The Argentine experience shows that economic fragility can erode national security from within. In the Indo-Pacific, where military, economic and technological competition are converging, a slow slide into irrelevance would leave Australia dangerously dependent on the will and capacity of others. If we are to avoid that fate, we must move from passive prosperity to purposeful renewal.
That means building domestic capability in critical technologies, accepting that strategic industries may require support even when they are not immediately cost-competitive, investing in skills formation to match national priorities and strengthening the public service’s ability to deliver long-term, bipartisan strategy. It also means embedding intergenerational equity into housing, taxation and superannuation reforms so that younger Australians have a tangible stake in the nation’s future.
Northern Australia can serve as a proving ground for this renewal, with its resources, geography, and strategic importance creating the conditions for integrated approaches to infrastructure, defence industry, agriculture, and energy transition. Achieving this will require coordination across jurisdictions, genuine partnership with First Nations communities, and a willingness to take calculated risks.
If we continue to manage decline rather than confront it, we risk drifting into strategic irrelevance, economically dependent, militarily constrained and diplomatically marginal. The geopolitical moment is unforgiving: Chinese aggression is intensifying, regional deterrence is being recalibrated, and the global race for technological advantage is accelerating.
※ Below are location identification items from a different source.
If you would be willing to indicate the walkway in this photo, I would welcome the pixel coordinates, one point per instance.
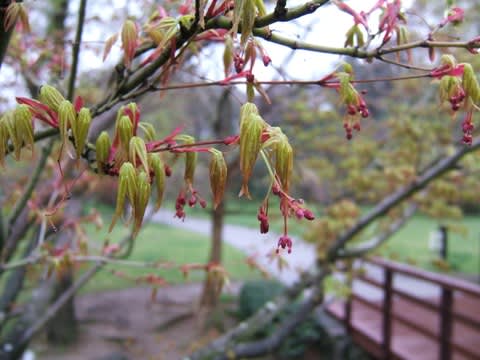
(251, 242)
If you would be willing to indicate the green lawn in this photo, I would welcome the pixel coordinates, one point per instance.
(162, 243)
(410, 244)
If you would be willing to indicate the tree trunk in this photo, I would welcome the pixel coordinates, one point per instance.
(222, 127)
(209, 296)
(62, 329)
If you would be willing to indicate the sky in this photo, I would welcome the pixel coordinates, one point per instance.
(327, 26)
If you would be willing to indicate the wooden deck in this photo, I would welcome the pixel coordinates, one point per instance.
(415, 326)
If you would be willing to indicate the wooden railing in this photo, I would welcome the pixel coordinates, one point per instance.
(447, 308)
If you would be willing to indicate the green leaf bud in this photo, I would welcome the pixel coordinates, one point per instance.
(141, 201)
(250, 144)
(160, 177)
(138, 153)
(50, 97)
(66, 118)
(102, 149)
(24, 125)
(80, 130)
(218, 176)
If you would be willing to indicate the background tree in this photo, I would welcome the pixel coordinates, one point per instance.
(155, 47)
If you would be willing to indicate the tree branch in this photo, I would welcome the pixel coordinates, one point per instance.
(403, 193)
(375, 242)
(262, 317)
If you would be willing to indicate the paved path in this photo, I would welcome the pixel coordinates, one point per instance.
(302, 257)
(251, 242)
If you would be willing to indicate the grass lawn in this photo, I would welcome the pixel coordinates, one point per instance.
(410, 244)
(162, 243)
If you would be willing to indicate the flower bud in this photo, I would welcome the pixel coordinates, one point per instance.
(125, 132)
(250, 144)
(138, 153)
(24, 125)
(11, 129)
(50, 97)
(218, 176)
(102, 148)
(141, 200)
(127, 188)
(247, 19)
(284, 162)
(470, 83)
(159, 173)
(66, 118)
(149, 131)
(80, 130)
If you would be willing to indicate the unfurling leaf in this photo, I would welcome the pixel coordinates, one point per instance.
(102, 149)
(67, 117)
(159, 173)
(228, 55)
(218, 176)
(470, 83)
(250, 143)
(24, 125)
(11, 15)
(138, 153)
(129, 41)
(50, 97)
(141, 200)
(248, 19)
(108, 45)
(284, 162)
(125, 132)
(3, 140)
(127, 188)
(148, 130)
(80, 130)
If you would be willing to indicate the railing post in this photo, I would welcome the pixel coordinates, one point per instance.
(446, 324)
(387, 313)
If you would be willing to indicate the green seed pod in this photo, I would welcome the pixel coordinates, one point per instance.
(190, 165)
(284, 162)
(9, 121)
(66, 118)
(127, 188)
(245, 111)
(141, 201)
(50, 97)
(228, 55)
(24, 125)
(148, 130)
(3, 140)
(80, 130)
(129, 37)
(102, 149)
(125, 132)
(218, 176)
(470, 83)
(250, 92)
(262, 10)
(250, 144)
(159, 172)
(138, 153)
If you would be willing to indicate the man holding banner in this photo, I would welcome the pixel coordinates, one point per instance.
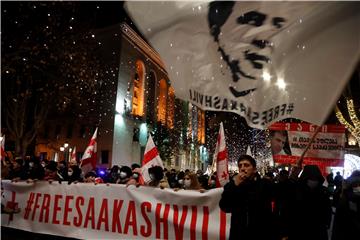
(249, 200)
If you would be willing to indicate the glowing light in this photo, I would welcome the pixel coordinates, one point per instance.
(266, 76)
(281, 83)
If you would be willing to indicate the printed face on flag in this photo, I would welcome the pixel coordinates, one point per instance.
(263, 60)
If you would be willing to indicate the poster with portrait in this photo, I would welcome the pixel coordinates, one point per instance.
(289, 140)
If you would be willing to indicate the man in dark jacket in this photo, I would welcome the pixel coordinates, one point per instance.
(309, 206)
(249, 200)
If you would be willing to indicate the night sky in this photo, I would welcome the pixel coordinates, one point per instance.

Decline is not destiny. Australia retains formidable advantages, resources, geography, institutions and a record of reform when it matters. The question is whether we will act with the urgency and strategic clarity the moment demands. Renewal will not come from a single program or policy, but from a deliberate, national effort that treats economic capability as the foundation of national security. The warning from Argentina is clear: the cost of complacency is measured not in years, but in generations.